Les déclarations tonitruantes de Donald Trump sur la nécessité de l’ouverture de négociations après le meurtre, dans des conditions épouvantables, du journaliste Kamal Khashoggi, ont été tout de suite tempérées par son soutien indéfectible à la monarchie saoudienne.
Même le rapport de la CIA, qui met en cause directement Mohammed ben Salmane dans cet assassinat, n’a pas ébranlé ce soutien, et les mesures de rétorsion prises sont presque risibles : le gel des avoirs et l’interdiction d’entrer aux USA pour 17 ressortissants saoudiens touchent des personnes déjà inculpées en Arabie saoudite dans le cadre de l’« affaire Khashoggi », mais surtout pas le ou les commanditaires. Ce qui permet au prince Turki-al Faysal, ancien ambassadeur aux USA, de se gausser de la CIA lors d’une conférence de presse en déclarant qu’on ne pouvait pas compter sur la CIA pour avancer une conclusion crédible, puisqu’elle avait conclu à la présence d’armes de destruction massive en Irak en 2003… Et d’ajouter : « Je ne vois pas pourquoi la CIA n’est pas devant les tribunaux aux USA. Voilà ma réponse à leur affirmation sur qui est responsable de ce qui s’est passé au consulat à Istanbul ». Une arrogance qui montre bien que la famille Saoud ne doute pas du soutien de la présidence.
Les ventes d’armes continuent
Malgré la désapprobation internationale montante à l’égard de ce conflit, surtout depuis que les images d’enfants squelettiques ont commencé à circuler largement sur les réseaux sociaux, les contrats de vente d’armes sophistiquées à l’Arabie saoudite continuent d’être honorés par certains pays, dont la France évidemment.

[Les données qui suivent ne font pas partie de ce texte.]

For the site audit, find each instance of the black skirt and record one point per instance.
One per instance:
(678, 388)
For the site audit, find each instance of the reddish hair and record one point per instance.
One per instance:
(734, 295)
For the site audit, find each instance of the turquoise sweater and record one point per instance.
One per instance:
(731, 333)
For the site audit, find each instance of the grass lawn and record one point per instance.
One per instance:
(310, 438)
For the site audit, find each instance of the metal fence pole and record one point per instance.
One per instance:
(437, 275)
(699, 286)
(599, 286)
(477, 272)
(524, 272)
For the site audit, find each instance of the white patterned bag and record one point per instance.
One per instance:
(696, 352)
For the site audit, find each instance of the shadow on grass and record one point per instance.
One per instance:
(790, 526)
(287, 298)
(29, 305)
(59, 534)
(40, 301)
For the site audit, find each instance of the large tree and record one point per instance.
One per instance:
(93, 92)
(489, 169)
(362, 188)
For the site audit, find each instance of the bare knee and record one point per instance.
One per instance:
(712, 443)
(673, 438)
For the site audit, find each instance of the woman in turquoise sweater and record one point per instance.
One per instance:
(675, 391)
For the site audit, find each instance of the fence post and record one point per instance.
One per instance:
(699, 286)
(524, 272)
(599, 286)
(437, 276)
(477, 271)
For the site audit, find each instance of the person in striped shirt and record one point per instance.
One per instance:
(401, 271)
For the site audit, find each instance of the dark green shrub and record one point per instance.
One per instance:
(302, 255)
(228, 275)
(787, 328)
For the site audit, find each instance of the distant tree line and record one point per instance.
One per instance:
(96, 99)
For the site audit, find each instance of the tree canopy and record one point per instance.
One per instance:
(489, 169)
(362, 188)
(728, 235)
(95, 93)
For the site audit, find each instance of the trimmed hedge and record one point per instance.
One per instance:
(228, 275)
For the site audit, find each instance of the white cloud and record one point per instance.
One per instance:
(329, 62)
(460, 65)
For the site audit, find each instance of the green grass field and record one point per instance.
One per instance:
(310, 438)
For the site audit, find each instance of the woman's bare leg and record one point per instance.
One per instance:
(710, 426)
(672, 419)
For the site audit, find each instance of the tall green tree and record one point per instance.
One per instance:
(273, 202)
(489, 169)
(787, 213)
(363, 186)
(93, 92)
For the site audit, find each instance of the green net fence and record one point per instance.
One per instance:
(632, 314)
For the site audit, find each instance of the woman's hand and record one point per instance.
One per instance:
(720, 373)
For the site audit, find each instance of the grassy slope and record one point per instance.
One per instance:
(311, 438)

Mais l’Allemagne vient de geler toutes ses livraisons d’armes, suivie par le Danemark, ce qui met le gouvernement français dans une position délicate : le choix entre le business prospère de la vente d’armes au profit de la balance commerciale française et la responsabilité dans un gigantesque drame humanitaire. Pour l’instant, le gouvernement a choisi les milliards, mais cette attitude va devenir difficilement défendable au fur et à mesure que les autres pays européens s’en désolidarisent…
Quelles perspectives de paix ?
L’urgence est évidemment de faire cesser les bombardements et d’obtenir un accord permettant l’acheminement de l’aide humanitaire à une population qui meurt au quotidien du manque d’eau, de ravitaillement et de soins. Mais les perspectives d’une paix durable restent très fragiles, du fait de la rivalité des puissances locales, Arabie saoudite et Émirats arabes unis en tête, qui ont créé, armé et subventionné leurs propres milices au Sud, rendant une éventuelle partition du pays problématique, et source de conflits à venir.
Quelle que soit l’issue des négociations, si elles se mettent réellement en route, l’urgence reste d’exiger du gouvernement français l’arrêt immédiat de toute vente d’armes à l’Arabie saoudite et aux Émirats arabes unis, ainsi que le gel des livraisons en ce qui concerne les contrats déjà signés, tant que la destruction de la population civile yéménite se poursuivra.